Publicity pervades our political and public culture, but little has been written that critically examines the basis of the modern Canadian “publicity state.” This collection is the first to focus on the central themes in the state’s relationship with publicity practices and the “permanent campaign,” the constant search by politicians and their strategists for popular consent. Central to this political popularity contest are publicity tools borrowed from private enterprise, turning political parties into sound bites and party members into consumers.
Publicity and the Canadian State is the first sustained study of the contemporary practices of political communication, focusing holistically on the tools of the publicity state and their ideological underpinnings: advertising, public opinion research, marketing, branding, image consulting, and media and information management, as well as related topics such as election law and finance, privacy, think-tank lobbying, and non-election communication campaigns.

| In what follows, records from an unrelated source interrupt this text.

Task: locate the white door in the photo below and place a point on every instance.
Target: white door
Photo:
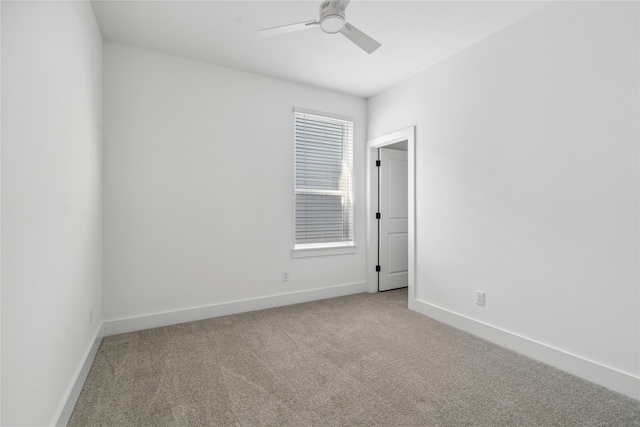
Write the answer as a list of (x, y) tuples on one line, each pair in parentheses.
[(393, 243)]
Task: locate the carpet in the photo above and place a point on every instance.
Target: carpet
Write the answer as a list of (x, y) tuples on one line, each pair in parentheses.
[(359, 360)]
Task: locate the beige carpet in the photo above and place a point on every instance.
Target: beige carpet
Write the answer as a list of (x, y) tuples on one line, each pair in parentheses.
[(359, 360)]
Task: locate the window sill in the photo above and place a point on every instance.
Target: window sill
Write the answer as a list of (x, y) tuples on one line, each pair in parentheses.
[(304, 252)]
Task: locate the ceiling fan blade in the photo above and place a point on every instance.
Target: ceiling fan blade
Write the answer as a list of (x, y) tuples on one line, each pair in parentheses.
[(363, 41), (344, 4), (268, 32)]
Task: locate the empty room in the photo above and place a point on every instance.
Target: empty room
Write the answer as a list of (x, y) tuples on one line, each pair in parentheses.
[(320, 213)]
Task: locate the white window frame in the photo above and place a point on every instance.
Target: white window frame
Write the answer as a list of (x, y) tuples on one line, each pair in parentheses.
[(327, 248)]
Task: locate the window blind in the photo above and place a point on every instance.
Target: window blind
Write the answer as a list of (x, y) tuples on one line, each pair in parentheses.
[(323, 180)]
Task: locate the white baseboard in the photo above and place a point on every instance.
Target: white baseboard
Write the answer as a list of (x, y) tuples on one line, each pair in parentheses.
[(138, 323), (73, 392), (610, 378)]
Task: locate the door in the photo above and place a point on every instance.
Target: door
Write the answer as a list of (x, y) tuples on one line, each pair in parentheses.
[(393, 243)]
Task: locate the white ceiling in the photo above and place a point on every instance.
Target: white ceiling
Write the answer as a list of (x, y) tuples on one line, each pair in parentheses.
[(414, 36)]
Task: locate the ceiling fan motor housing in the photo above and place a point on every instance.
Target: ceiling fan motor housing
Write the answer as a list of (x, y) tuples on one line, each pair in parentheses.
[(331, 17)]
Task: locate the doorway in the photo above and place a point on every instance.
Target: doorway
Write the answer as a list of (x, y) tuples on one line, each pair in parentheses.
[(404, 139), (392, 216)]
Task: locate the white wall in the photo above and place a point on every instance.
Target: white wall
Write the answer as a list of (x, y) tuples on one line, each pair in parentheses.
[(199, 185), (51, 203), (528, 179)]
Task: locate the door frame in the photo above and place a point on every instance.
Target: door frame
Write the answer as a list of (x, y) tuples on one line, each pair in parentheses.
[(407, 134)]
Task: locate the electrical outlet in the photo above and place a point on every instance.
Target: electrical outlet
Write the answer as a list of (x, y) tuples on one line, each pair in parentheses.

Bringing together contemporary Canadian analysis by scholars in a number of fields, this collection will be a welcome new resource for academics, public relations and policy professionals, and government communicators at all levels.
Author Kirsten Kozolanka, Richard Nimijean and Ken Rubin will be joining us at this launch.

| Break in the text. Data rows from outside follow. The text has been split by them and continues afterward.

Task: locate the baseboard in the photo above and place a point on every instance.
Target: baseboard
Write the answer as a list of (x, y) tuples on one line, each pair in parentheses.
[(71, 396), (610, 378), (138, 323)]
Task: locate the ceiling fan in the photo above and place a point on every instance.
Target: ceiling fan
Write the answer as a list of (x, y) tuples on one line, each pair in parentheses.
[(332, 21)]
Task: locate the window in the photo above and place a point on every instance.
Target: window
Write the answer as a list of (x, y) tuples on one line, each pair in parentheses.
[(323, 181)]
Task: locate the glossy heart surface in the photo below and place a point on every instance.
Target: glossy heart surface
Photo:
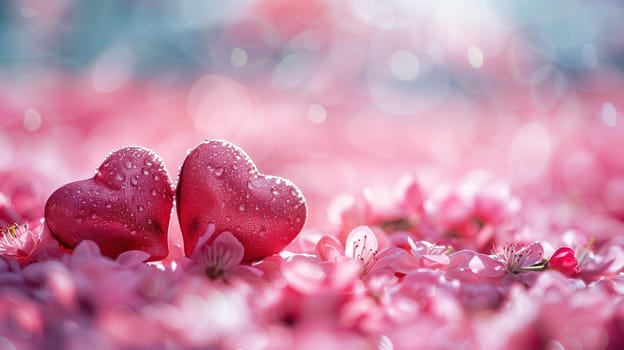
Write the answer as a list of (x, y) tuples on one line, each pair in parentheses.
[(219, 184), (125, 206)]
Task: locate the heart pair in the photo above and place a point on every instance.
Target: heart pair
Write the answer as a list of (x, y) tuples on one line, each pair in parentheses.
[(127, 204)]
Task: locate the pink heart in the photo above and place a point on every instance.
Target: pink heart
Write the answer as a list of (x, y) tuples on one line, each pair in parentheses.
[(125, 206), (220, 184)]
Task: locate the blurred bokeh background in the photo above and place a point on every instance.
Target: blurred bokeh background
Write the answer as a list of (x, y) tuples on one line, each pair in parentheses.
[(333, 94)]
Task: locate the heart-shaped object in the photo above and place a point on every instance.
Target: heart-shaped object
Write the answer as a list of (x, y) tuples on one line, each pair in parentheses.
[(219, 184), (125, 206)]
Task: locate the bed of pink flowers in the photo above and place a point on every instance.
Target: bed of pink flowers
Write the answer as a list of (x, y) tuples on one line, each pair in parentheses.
[(470, 262), (453, 185)]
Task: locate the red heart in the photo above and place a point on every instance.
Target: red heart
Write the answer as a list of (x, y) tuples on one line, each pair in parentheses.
[(125, 206), (219, 184)]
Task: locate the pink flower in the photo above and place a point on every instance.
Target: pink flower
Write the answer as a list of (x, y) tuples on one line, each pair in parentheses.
[(519, 257), (362, 246), (470, 266), (564, 261), (18, 241), (222, 258), (429, 255)]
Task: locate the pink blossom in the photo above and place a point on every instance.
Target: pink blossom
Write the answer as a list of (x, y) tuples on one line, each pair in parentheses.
[(430, 255), (519, 257), (220, 259), (20, 241), (470, 266), (362, 246)]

This event will be hosted by Michael Blanchfield, a journalist with the Canadian Press.
For more info on this book: http://www.utppublishing.com/Publicity-and-the-Canadian-State-Critical-Communications-Perspectives.html
Wednesday, May 7 2014
Octopus Books centretown
@ 25OneCommunity (2nd floor, 251 Bank St.)
Kirsten Kozolanka is an associate professor in the School of Journalism and Communication at Carleton University. She has been an assistant press secretary to a political party leader on Parliament Hill, communications advisor to a cabinet minister at Queen’s Park, and a communications manager in a federal government department.

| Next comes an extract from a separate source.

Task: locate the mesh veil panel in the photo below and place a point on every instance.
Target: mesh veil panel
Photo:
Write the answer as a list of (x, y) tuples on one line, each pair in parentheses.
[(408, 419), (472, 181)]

Richard Nimijean teaches in the School of Canadian Studies at Carleton University. His research examines the branding of Canada internationally and links to domestic politics and national identity.
Ken Rubin, an investigative researcher, citizens’ advocate, and Hill Times columnist, is a frequent Freedom of Information (FOI) commentator and consultant, whose FOI work has resulted in hundreds of media stories and includes benchmark court cases.